Haşim “… zamanımız feragat isteyen birçok faziletlere, safvet isteyen birçok güzelliklere inanmadığı gibi şimdi ‘mimari’ye de inanmıyor.” diyor.

Şehirlerimizin bugünkü halini göremeyen Haşim’e ilaveten: Mimarîyi aramak için önce “şehir ve medeniyet idraki”ne sahip olmak lâzım diyebiliriz.

İşte, “şehir ve medeniyet” idrakiyle inşa ettiğiniz yapı ve mimariyi ortaya çıkaran ‘iman’dan sonra inkâra saplanmak; ortaya böylesine gayri insani, vahşi yapılar, mekânlar yâni AVM’ler, residence’lar, plazalar çıkarıyor.

Bunlar, antik dönemlerdeki dev tapınakların modern zamanlardaki karşılığı mıdır dersiniz?

Bu hal, en çok da “kendisinden kaçan”, kendisinden korkan, kendisine yabancılaşan, ne olacağını bilemeyen ve giderek ‘hormonal canlılar’a dönüşenler için geçerli.

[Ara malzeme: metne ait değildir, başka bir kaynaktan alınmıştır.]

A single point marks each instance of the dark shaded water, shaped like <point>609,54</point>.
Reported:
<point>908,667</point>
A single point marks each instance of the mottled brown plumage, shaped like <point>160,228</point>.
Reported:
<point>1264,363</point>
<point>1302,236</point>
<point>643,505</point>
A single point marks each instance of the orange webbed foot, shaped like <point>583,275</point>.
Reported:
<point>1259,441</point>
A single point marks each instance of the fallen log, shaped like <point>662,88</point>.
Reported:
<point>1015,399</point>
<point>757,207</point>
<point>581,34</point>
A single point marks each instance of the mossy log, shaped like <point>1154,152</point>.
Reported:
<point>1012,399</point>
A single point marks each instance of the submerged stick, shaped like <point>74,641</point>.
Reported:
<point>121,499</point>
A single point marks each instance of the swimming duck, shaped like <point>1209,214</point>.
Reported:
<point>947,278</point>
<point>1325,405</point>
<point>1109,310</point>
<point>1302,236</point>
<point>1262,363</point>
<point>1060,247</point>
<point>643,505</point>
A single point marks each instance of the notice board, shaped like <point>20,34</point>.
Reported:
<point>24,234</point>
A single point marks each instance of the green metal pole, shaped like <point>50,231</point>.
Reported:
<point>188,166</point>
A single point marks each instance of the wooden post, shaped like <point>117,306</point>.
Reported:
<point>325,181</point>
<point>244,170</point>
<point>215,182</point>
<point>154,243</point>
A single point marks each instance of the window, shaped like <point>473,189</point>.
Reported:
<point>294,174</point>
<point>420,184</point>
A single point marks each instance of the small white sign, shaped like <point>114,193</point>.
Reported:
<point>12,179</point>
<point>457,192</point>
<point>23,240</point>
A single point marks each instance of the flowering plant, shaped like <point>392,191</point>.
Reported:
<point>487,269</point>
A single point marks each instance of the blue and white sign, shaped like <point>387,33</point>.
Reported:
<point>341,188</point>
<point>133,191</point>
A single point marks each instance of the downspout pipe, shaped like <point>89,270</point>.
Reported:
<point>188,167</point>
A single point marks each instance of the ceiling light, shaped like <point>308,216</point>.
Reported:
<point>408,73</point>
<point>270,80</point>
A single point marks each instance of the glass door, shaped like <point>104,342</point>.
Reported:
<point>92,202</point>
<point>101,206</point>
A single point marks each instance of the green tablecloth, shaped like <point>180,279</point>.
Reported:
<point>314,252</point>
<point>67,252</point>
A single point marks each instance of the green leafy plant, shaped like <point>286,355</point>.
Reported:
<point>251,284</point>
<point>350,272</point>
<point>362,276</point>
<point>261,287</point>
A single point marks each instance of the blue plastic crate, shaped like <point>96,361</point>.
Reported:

Yâni bizim için. 

Tarih boyunca “kendi kalarak değişebilen” şehirler sürekliliğini sağlayarak var olabilmişlerdir. Kendi kalan, yâni ‘varlığının idraki’nde olanlar…

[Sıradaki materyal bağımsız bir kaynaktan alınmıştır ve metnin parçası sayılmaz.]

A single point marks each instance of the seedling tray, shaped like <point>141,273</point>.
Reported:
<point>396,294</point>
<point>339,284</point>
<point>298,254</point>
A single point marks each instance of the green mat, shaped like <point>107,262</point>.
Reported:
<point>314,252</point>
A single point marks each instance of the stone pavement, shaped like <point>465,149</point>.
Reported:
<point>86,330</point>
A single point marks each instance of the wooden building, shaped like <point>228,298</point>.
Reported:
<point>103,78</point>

Nietzche’nin sorusuyla devam edelim: “Bu evler ne anlama gelmekteler? Gerçekte, onlara anlam vermek için inşa eden büyük bir ruh değil! Onları oyuncak kutusundan çıkaran aptal bir çocuk mu?... Ya bu odalar ve barınaklar? İnsanlar bunlarda nasıl yaşayabilir?...”

Bir filozof, “bir kobranın bile, içinde zararsız hale gelebileceği ortamlar düşünmek mümkün” diyor. Bugünün zehir saçan bu devasa yapılarında kobralar bile hayretten sokmayı unutmuş durumda bir zavallı, bir masum..

Antik mitolojide bile hayal ve hayatın bu derecesi yok!

Denklem etrafımızı sarmış durumda. Çember giderek daralıyor. İnsan için intihar ya da isyandan başka bir ihtimal var mı?

Bu hal karşısında hiçbir şey yapamayan, çaresiz mahkûmlar mıyız?

Üstad Necip Fazıl’ın söylediği gibi; “Istırap bile ilâhi bir lütuf, şifa yerine geçiyor! Allah Allah! Ne haldir bu! Ne korkunç hale geldi! Hiçbir devir böyle bomboş kalmadı!”